Peut-on également y voir un gage pour plus de discipline de la part de l’Etat ?
En effet ! Le recours aux marchés financiers internationaux incite les pays à poursuivre leurs efforts pour une meilleure gouvernance économique. Le recours aux financements internationaux présente également pour avantage de confronter les pays (africains) aux marchés internationaux, les incitant ainsi à poursuivre leurs efforts en matière de discipline de politiques économiques (budgétaire et monétaire) et de transparence vis-à-vis de la communauté internationale.
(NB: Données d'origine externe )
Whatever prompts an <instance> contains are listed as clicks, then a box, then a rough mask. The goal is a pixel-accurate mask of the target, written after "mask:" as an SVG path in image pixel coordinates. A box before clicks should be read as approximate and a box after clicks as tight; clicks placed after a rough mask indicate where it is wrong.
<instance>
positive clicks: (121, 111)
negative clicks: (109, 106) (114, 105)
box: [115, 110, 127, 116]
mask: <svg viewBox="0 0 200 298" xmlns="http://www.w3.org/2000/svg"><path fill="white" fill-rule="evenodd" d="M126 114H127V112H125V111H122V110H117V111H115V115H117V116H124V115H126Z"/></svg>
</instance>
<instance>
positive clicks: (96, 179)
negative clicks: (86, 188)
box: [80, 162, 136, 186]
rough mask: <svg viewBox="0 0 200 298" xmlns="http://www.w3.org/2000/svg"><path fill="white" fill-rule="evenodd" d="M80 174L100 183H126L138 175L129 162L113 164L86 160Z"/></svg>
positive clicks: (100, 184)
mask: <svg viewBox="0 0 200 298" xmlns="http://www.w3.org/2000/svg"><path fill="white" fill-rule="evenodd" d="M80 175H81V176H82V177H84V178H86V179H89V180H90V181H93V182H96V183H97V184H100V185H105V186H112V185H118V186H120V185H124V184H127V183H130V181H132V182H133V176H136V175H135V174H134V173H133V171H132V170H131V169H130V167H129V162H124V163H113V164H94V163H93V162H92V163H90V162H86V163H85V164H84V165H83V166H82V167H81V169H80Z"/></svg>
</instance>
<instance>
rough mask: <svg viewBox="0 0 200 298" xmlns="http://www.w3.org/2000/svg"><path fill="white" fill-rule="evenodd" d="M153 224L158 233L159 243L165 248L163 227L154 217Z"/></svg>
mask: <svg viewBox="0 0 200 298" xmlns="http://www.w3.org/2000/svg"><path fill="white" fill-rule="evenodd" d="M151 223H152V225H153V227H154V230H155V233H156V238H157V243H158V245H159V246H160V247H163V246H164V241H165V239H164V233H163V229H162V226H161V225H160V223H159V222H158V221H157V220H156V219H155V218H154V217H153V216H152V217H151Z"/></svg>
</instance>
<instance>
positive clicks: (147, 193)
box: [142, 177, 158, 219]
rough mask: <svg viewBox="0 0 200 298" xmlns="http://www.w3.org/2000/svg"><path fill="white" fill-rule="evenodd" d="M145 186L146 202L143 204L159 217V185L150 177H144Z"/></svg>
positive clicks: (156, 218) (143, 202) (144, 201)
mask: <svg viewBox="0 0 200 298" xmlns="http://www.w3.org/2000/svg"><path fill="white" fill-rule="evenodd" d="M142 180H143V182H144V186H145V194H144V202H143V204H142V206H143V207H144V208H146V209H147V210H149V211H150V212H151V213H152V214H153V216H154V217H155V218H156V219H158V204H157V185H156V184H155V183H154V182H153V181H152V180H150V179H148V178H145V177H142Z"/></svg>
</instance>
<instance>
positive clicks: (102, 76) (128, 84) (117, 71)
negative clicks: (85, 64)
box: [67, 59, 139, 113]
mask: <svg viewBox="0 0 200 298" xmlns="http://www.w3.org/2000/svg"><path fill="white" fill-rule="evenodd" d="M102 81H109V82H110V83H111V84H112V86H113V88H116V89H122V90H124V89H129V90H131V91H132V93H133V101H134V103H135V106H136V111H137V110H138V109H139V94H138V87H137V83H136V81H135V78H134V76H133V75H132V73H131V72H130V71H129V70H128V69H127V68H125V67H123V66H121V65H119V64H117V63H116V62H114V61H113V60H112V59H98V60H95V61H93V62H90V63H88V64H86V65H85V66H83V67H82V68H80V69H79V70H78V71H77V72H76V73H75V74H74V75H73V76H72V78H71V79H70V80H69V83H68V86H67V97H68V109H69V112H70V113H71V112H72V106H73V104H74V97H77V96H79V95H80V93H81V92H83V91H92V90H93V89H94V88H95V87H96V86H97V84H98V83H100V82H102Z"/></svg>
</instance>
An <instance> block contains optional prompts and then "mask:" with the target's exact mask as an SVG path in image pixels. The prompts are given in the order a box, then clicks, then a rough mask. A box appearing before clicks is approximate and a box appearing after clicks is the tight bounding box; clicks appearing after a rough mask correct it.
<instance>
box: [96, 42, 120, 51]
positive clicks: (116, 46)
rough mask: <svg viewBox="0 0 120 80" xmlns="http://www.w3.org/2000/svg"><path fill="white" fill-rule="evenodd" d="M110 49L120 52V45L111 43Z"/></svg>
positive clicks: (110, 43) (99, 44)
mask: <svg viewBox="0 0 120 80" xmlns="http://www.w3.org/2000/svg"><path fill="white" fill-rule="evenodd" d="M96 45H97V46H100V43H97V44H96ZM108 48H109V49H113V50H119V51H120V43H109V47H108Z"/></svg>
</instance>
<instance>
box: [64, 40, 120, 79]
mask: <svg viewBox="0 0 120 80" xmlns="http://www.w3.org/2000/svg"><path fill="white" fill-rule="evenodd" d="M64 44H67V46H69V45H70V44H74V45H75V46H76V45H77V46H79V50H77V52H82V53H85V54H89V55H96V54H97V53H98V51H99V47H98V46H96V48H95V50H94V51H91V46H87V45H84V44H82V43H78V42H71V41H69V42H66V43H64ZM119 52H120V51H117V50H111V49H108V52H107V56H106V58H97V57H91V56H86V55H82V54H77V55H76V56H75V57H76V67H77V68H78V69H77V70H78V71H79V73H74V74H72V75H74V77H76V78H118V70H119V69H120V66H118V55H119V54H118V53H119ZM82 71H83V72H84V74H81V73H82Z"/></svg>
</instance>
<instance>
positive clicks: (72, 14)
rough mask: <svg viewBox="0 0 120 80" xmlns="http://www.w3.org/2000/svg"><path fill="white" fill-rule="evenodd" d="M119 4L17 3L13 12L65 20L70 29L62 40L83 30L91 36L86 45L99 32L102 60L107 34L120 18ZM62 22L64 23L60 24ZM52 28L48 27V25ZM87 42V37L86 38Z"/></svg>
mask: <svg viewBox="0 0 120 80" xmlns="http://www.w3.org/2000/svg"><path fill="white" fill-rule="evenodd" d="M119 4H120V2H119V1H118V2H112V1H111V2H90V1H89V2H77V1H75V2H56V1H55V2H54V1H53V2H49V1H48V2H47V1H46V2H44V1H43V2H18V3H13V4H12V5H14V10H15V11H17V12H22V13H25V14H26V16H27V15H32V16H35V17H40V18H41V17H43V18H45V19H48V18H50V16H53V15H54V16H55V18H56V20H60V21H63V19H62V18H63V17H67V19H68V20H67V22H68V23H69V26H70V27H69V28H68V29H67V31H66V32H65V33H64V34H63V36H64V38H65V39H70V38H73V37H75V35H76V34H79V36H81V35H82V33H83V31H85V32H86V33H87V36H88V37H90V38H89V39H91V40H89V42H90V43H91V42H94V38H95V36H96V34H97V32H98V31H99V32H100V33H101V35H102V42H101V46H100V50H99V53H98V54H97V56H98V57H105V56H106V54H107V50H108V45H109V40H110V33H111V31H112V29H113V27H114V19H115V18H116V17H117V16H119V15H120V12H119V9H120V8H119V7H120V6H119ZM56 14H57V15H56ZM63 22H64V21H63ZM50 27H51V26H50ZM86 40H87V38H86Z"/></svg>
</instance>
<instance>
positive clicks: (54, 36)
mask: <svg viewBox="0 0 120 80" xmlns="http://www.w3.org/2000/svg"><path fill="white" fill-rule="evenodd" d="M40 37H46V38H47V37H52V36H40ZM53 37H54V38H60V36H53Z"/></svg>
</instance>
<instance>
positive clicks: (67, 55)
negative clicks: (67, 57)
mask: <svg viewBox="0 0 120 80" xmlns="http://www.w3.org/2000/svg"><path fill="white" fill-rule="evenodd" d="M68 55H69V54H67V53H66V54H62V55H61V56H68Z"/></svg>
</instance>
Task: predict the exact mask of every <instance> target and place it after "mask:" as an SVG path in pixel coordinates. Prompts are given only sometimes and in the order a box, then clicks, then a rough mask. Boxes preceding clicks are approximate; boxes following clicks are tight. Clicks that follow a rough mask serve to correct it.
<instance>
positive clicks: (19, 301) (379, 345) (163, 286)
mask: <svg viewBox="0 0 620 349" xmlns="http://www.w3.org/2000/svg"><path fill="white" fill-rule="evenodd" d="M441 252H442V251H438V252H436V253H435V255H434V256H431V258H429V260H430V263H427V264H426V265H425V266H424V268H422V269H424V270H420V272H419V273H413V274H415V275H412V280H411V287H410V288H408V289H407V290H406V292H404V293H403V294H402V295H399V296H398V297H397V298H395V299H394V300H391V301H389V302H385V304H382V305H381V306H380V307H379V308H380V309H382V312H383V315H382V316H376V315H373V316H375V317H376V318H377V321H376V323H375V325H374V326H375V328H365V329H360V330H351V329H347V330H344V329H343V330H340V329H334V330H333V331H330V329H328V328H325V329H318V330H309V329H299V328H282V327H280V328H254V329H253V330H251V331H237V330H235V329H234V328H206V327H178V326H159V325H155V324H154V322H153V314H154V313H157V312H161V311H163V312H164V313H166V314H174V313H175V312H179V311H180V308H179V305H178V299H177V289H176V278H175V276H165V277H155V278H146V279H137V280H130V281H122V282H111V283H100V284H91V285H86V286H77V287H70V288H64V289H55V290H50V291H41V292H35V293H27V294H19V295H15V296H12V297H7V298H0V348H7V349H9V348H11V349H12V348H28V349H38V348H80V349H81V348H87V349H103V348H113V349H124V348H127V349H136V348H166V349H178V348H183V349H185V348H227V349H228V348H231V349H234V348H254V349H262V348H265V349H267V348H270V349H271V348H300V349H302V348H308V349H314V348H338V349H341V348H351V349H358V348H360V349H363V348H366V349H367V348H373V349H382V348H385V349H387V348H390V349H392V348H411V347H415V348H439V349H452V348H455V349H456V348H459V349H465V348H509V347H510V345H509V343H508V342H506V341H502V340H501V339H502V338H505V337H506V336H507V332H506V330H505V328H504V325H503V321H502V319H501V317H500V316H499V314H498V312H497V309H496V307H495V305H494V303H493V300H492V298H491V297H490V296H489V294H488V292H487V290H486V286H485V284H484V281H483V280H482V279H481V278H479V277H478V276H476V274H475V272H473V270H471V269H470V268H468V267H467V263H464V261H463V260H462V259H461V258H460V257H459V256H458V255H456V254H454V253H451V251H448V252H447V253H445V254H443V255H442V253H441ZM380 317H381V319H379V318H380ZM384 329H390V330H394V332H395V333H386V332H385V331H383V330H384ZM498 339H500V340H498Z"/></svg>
Les pays emprunteurs mesurent leur visibilité sur le marché et la confiance que leurs politiques économiques suscitent de manière immédiate. En effet, les montants empruntés et les conditions d’accès peuvent constituer un étalon de comparaison ou benchmark. De plus, les pays emprunteurs sont surveillés par les prêteurs et une mauvaise gestion économique peut entacher la confiance des investisseurs et la visibilité des emprunteurs sur les marchés.
En quoi cet eurobond constitue-t-il une belle affaire pour les investisseurs européens ?
Le Cameroun, de par sa notation financière (B perspectives stables par Fitch), est mieux apprécié et moins risqué que certains pays de la sous-région. Mais il y a plusieurs autres raisons telles que la gestion appréciée par le FMI des effets de la pandémie du Coronavirus ; les finances publiques du Cameroun relativement résistantes au choc pandémique ; la résilience économique du pays aux différents chocs économiques ; un exceptionnel potentiel géographique et humain. On peut également citer, pour ce pays considéré comme le moteur économique de l’Afrique centrale, un sous-sol énergétique riche et varié, une situation politique stable, l’augmentation des investissements publics, une monnaie nationale en parité fixe à l’euro, un cadre incitatif au développement des affaires et une fiscalité attractive.
Au moment où on pense au remboursement de l’emprunt de 2015, qu’est-ce qui a été réalisé au Cameroun avec les 450 milliards de F du premier eurobond et pour quel impact ?
L’eurobond 2015 du Cameroun était adossé au financement de plusieurs projets. Les financements affectés devaient, pour la plupart constituer une partie et non la totalité des financements des différents projets. On peut citer, sans être exhaustif, la construction du deuxième pont sur le Wouri ; le bitumage de la route Mbama-Messamena à l’Est ; le refinancement de la Sonara ; la construction des routes de désenclavement des bassins de production de l’Ouest. La construction de l’autoroute Yaoundé-Nsimalen et la construction du port en eau profonde de Kribi font également partie des projets financés par cet eurobond.